Continental Divide
Bridging Europe and Asia, Turkey again tests whether Islam can coexist with democracy
But Turkey's tremendous strategic importance is not limited to tangibles. Fairly or not, Turkey is now seen as the great test of the compatibility of Islam, democracy, and Western liberal values, "the emblematic country in regard to the great challenge today," as Pope Benedict XVI called it on his trip to the country last November. How well Turkey weathers its current crisis will be a crucial measure of how that test is going.
The troubles got started in early spring, when Ankara gossip began to focus on Erdogan as the likely successor to the largely ceremonial presidency. Although popular for his business-friendly economic reforms, Erdogan still aroused fears among secularists who remembered his association with a now banned Islamist party when he was the mayor of Istanbul. In addition to having a head-scarf-wearing wife, he had as prime minister backed legislation that some considered overly religious, including a bill to criminalize adultery and another to accredit theologically oriented high schools.
To defuse rising tensions, the ruling party came up with a compromise candidate, Abdullah Gul, the party's affable foreign minister. But though he won a majority of the votes in the first round of the parliamentary process, the CHP, whose members had boycotted the election, petitioned the Supreme Court to annul the vote for lack of a quorum. Veiled threats from the militarywhich had overthrown four governments during the past 50 years-were posted on the general staff website, and the Supreme Court invalidated the vote the next day.

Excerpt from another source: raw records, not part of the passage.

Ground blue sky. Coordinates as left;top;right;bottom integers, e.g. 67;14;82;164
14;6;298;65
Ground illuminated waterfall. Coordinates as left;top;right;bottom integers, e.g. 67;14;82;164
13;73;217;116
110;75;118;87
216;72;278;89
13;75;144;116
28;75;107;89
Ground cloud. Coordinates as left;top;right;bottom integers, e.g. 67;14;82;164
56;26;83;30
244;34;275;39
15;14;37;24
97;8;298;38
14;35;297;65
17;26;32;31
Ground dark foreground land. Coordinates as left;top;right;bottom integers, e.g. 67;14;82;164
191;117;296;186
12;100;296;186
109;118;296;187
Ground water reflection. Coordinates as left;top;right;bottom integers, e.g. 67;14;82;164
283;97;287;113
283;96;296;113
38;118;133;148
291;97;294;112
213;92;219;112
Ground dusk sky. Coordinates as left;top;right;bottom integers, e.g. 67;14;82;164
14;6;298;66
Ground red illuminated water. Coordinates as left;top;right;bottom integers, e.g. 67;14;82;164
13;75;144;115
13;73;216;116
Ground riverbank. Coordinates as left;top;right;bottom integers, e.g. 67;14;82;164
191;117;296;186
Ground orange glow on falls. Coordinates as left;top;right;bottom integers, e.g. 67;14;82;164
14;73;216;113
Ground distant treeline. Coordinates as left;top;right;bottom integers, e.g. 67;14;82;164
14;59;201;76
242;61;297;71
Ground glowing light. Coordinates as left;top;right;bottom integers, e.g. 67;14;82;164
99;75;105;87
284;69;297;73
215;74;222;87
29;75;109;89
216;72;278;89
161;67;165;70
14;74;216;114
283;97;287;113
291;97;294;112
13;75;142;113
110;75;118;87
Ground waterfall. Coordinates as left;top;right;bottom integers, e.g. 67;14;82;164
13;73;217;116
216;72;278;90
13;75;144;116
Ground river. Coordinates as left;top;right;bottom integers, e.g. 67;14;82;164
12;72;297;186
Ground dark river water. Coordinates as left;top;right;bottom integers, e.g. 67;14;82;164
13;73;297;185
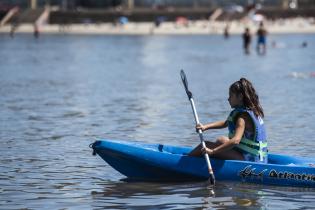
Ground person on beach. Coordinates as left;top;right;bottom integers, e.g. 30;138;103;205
242;27;251;54
189;78;268;163
256;22;267;55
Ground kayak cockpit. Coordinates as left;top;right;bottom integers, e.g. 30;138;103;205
147;143;315;167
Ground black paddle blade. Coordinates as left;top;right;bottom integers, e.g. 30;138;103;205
180;69;187;86
180;70;193;99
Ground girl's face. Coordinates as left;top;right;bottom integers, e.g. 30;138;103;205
228;91;243;108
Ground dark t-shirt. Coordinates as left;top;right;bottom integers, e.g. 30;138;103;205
257;28;267;37
243;33;251;45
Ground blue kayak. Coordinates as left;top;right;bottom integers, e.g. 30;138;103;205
91;139;315;187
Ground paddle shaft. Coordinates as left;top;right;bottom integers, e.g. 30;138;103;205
180;70;215;184
189;97;215;183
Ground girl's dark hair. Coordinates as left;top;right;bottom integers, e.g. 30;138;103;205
230;78;264;118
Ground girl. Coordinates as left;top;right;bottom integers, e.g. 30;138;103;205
189;78;268;163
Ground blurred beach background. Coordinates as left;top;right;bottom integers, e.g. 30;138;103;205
1;0;315;209
1;0;315;35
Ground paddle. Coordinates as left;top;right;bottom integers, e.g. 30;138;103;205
180;69;215;185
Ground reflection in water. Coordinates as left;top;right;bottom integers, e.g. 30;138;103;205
92;181;218;209
91;180;308;209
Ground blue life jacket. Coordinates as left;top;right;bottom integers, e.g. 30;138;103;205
227;107;268;163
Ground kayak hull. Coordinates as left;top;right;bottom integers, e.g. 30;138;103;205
91;139;315;187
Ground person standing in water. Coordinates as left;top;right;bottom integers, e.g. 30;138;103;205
189;78;268;163
34;24;39;38
243;27;251;54
224;23;230;39
256;22;267;55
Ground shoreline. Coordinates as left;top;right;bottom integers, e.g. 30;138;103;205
1;19;315;35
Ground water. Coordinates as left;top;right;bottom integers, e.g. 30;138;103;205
1;33;315;209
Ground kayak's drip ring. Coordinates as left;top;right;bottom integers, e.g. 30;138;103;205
89;142;97;156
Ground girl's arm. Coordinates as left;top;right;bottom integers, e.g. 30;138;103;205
204;116;245;155
197;120;227;131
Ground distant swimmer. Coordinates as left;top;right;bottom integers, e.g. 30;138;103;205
289;72;315;79
256;22;267;55
271;41;286;48
242;27;251;54
301;41;308;48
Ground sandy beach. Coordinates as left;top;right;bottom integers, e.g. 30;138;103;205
1;18;315;35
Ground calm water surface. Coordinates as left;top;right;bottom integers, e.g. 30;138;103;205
1;33;315;209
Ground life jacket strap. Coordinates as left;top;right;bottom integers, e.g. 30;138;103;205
229;132;267;148
235;143;268;157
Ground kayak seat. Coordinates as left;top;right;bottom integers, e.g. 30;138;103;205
156;144;192;155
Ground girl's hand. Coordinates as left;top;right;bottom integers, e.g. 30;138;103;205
201;147;214;155
196;123;205;132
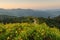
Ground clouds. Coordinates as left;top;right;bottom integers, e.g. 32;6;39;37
0;0;60;9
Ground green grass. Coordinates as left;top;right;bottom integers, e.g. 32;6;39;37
0;23;60;40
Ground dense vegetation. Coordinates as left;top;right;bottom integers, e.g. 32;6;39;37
0;23;60;40
0;15;60;28
0;15;60;40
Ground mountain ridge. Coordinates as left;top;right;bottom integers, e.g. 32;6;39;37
0;8;60;18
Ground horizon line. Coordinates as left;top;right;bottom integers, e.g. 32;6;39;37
0;8;60;10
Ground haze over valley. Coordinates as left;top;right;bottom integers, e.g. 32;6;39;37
0;8;60;18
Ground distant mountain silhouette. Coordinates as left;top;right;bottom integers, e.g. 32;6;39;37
0;8;60;18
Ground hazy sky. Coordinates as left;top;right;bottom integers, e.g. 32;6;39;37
0;0;60;9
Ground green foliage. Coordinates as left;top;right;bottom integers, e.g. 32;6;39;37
0;23;60;40
0;15;60;29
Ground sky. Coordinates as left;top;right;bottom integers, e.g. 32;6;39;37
0;0;60;9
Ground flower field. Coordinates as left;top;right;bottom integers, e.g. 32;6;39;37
0;23;60;40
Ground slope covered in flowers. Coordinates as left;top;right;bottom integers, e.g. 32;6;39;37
0;23;60;40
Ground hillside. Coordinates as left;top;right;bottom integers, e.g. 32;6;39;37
0;12;60;40
0;15;60;29
0;23;60;40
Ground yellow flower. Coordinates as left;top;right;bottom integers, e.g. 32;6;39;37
15;31;18;33
7;37;10;40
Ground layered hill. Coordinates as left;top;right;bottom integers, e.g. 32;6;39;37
0;8;60;18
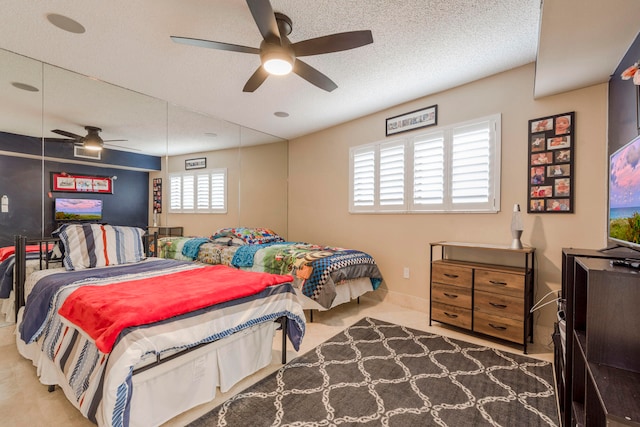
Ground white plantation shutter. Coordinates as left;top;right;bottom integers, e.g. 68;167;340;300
182;175;195;210
452;122;490;204
169;169;227;213
352;147;375;207
349;114;500;213
210;171;226;211
379;142;405;209
196;173;209;209
170;175;182;210
451;119;499;211
412;132;445;207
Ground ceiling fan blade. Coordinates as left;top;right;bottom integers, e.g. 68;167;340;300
292;30;373;57
243;66;270;92
170;36;260;54
51;129;83;140
104;143;140;151
103;139;128;143
246;0;280;44
293;60;338;92
46;137;80;144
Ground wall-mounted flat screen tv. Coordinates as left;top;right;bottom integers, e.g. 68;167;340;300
609;134;640;250
54;198;103;222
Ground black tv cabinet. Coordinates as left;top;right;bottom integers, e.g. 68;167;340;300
558;248;640;427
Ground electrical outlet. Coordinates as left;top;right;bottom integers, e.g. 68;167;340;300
403;267;410;279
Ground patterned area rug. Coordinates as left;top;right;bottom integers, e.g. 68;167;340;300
188;317;558;426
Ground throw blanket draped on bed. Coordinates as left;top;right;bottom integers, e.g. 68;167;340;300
231;242;294;268
181;237;211;259
59;265;293;353
20;259;189;343
255;244;384;308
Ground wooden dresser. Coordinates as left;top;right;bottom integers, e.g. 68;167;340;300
429;242;535;353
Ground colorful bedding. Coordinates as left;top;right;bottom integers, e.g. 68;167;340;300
19;257;305;427
248;243;383;308
0;245;54;299
156;235;385;310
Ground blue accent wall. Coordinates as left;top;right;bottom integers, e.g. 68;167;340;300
0;131;159;246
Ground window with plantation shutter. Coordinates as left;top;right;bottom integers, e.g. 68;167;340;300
169;168;227;213
350;114;500;213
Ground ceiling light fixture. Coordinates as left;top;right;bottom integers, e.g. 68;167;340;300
83;127;104;151
46;13;86;34
274;111;289;118
83;137;103;151
261;44;294;76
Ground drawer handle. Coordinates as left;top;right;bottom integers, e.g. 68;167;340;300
489;302;507;309
443;293;458;299
444;273;459;279
443;312;458;319
488;323;507;331
489;280;507;286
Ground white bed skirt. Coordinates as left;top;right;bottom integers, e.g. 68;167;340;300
16;307;279;427
296;277;373;311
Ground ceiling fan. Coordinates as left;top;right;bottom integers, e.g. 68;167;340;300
170;0;373;92
50;126;128;151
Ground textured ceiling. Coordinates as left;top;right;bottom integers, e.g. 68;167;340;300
0;0;638;152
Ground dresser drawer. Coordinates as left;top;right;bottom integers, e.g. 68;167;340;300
473;311;523;344
431;263;472;288
431;283;472;309
474;290;523;321
474;269;524;298
431;302;472;330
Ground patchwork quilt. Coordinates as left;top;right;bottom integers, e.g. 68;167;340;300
156;237;385;309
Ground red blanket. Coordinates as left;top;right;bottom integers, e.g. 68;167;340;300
0;244;50;262
58;264;293;353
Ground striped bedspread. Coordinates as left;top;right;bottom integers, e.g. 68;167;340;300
18;258;305;427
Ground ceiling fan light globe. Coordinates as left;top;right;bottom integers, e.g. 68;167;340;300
83;139;103;151
263;58;293;75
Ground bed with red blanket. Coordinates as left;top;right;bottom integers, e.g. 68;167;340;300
14;225;306;427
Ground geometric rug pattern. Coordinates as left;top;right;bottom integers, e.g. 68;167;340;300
188;317;558;426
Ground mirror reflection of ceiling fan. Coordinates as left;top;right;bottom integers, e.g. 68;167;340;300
51;126;130;151
171;0;373;92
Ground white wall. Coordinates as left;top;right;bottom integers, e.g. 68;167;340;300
287;63;608;341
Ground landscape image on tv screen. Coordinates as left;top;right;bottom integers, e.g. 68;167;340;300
609;135;640;247
55;198;103;221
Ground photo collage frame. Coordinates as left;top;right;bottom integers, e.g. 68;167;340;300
153;178;162;213
527;111;575;213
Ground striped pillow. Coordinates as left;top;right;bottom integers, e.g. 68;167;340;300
55;224;145;270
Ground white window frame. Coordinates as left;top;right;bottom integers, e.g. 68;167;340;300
349;114;501;213
169;168;227;214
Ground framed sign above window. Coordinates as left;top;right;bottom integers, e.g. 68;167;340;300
527;111;575;213
385;105;437;136
185;157;206;170
51;172;113;194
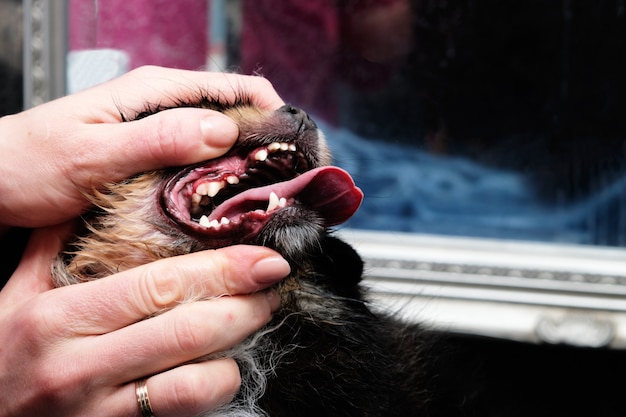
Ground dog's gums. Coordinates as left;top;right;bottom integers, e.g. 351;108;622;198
162;143;362;242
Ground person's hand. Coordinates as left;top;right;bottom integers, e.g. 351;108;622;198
0;65;284;229
0;223;290;417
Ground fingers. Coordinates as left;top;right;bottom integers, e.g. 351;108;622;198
86;291;279;383
51;245;290;335
105;359;241;417
74;67;284;183
0;243;286;417
144;359;241;417
7;293;272;417
80;107;240;181
0;223;76;306
0;67;285;229
105;66;286;118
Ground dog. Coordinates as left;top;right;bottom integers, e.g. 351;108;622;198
52;92;626;417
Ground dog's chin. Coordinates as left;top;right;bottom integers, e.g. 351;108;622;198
254;205;325;263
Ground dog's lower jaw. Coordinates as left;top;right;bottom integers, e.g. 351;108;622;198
203;237;429;417
206;288;429;417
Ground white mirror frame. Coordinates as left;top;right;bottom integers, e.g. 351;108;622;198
339;229;626;348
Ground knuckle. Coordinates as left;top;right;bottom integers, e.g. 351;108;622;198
170;371;206;413
171;360;241;414
31;354;86;407
205;249;237;295
148;114;181;162
17;296;67;341
136;265;182;314
171;312;209;354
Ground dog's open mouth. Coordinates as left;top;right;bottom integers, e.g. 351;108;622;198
161;140;363;241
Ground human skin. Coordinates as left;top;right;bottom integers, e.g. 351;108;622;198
0;66;291;417
0;66;284;230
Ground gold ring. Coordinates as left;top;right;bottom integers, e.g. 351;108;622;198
135;378;155;417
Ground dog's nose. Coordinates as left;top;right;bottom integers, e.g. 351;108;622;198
278;104;317;131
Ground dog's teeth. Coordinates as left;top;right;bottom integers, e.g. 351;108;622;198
267;191;280;212
255;149;268;162
207;181;225;197
268;142;296;153
226;175;239;185
198;215;225;229
268;142;281;152
279;197;287;208
197;181;225;197
191;193;202;205
196;183;208;196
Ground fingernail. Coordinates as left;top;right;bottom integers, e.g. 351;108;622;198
252;256;291;286
200;113;239;148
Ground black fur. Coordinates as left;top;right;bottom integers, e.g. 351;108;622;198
252;233;626;417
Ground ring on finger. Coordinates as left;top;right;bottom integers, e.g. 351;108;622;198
135;378;155;417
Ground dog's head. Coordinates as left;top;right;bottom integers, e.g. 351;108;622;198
54;95;363;285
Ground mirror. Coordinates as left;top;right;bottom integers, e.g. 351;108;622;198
21;0;626;347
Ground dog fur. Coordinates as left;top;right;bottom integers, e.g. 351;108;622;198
52;93;626;417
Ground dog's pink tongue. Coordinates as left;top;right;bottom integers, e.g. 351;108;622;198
209;167;363;226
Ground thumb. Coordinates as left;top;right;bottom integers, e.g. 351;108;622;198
0;222;75;305
87;107;239;182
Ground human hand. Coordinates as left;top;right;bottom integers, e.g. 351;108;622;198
0;66;284;229
0;223;290;417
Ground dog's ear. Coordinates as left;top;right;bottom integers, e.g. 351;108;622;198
310;235;365;298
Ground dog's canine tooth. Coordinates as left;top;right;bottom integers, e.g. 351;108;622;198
199;215;210;227
267;191;280;212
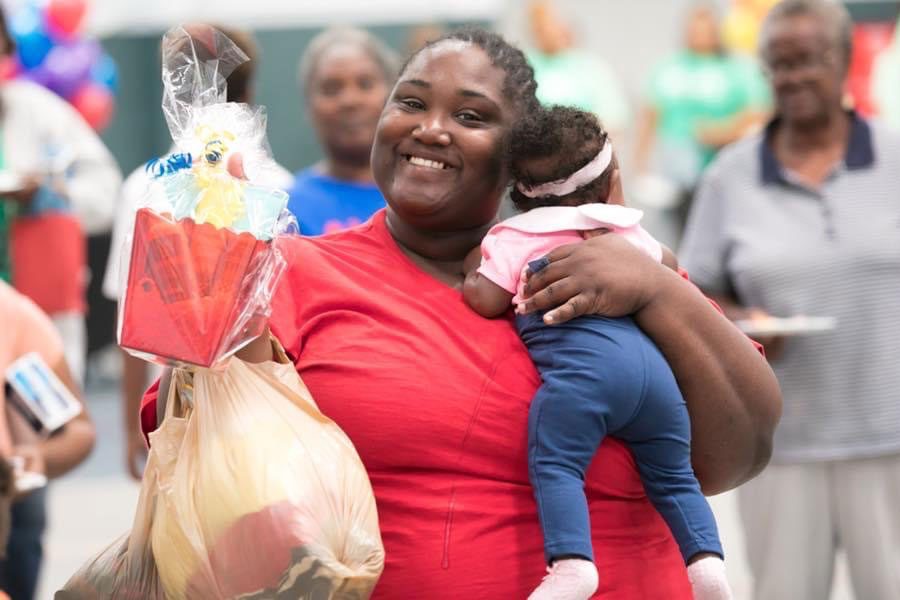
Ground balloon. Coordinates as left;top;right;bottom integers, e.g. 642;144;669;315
9;4;43;37
89;52;118;92
45;0;88;40
0;56;20;81
71;83;114;130
40;40;100;98
10;6;54;69
13;30;53;69
722;9;758;54
23;63;52;87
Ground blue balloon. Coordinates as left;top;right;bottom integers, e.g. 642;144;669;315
9;4;42;35
10;6;54;69
15;30;53;69
90;53;118;92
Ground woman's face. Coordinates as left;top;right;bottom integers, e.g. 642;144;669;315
529;3;572;56
371;41;513;232
685;8;720;55
761;14;844;127
307;43;390;165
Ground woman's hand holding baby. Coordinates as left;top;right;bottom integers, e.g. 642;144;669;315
519;232;673;325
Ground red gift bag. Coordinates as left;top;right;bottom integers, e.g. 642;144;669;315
120;208;269;367
10;213;86;316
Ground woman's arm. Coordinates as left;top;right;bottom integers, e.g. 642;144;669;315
695;109;768;149
660;246;678;271
11;356;96;480
122;350;149;480
706;293;785;361
40;356;95;478
518;234;782;495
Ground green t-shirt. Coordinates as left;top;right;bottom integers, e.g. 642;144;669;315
528;49;630;131
648;51;769;172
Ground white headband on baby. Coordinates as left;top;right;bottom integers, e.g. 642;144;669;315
516;142;614;199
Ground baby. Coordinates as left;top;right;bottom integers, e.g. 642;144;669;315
463;105;731;600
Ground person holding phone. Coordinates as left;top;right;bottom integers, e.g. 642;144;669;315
0;280;95;600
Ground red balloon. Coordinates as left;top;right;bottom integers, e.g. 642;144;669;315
45;0;88;39
0;56;19;81
71;83;114;130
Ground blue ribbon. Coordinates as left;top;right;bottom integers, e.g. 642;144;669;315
145;153;193;178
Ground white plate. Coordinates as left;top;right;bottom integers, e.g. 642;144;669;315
734;316;837;337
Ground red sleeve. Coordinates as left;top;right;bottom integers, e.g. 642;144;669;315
140;379;160;447
678;267;765;357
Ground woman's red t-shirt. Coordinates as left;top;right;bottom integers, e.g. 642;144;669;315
140;210;693;598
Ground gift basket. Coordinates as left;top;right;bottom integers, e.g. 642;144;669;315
58;25;385;599
117;23;294;368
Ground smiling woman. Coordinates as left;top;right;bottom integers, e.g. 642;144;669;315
142;28;781;599
373;38;514;233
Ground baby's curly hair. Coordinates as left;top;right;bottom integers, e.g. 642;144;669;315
508;105;614;212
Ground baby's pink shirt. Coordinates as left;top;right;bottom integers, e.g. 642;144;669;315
478;204;662;306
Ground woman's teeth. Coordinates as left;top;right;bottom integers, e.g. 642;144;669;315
407;155;448;170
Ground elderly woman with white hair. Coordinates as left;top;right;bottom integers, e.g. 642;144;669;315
681;1;900;598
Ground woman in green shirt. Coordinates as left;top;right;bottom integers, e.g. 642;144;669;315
633;4;769;228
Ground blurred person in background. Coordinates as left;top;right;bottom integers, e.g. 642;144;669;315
633;2;769;234
102;24;292;481
287;27;397;235
0;280;95;600
870;11;900;130
525;0;630;137
0;6;121;385
680;1;900;598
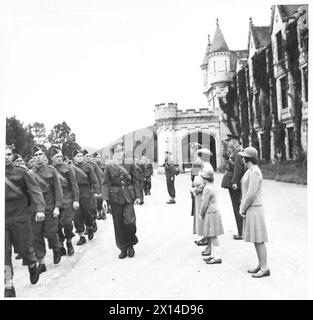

Turkish politics as usual? To some extent. But the stakes seemed suddenly higher. The AKP called for a general election on July 22, five months ahead of schedule, and then pushed through a bill to provide for popular election of the president. For their part, the diverse voices of the opposition mounted large urban demonstrations, most recently in the coastal city of Samsun, while some top party leaders set about forging coalitions to counter the influence of the AKP.
Unfair rap? What is really at stake in all this positioning depends, not surprisingly, on which Turks you happen to talk to. "I accept the label Islamist for the AKP," says Onur Oymen, deputy chairman of the CHP. "They openly say that you can have a democratic society without secularism, even with Muslim laws." Oymen also objects to the unfair rap that the AKP-friendly media have given to his party, including charges that the CHP is the narrowly self-interested party of the old elite and that it now has even cooled on Turkey's entry into the EU. "We say we are the party that most cherishes European values," Oymen says. "My party was the engine of reforms."
Oymen is confident that his party will pick up more seats in the next election. But that confidence is not supported by recent polling data. Ertan Aydin, president of Pollmark Research in Ankara, says that his newest survey finds 39 percent going for AKP, almost 45 percent after the distribution of undecided voters is factored in. That compares with 16 percent for CHP (20 percent after distribution).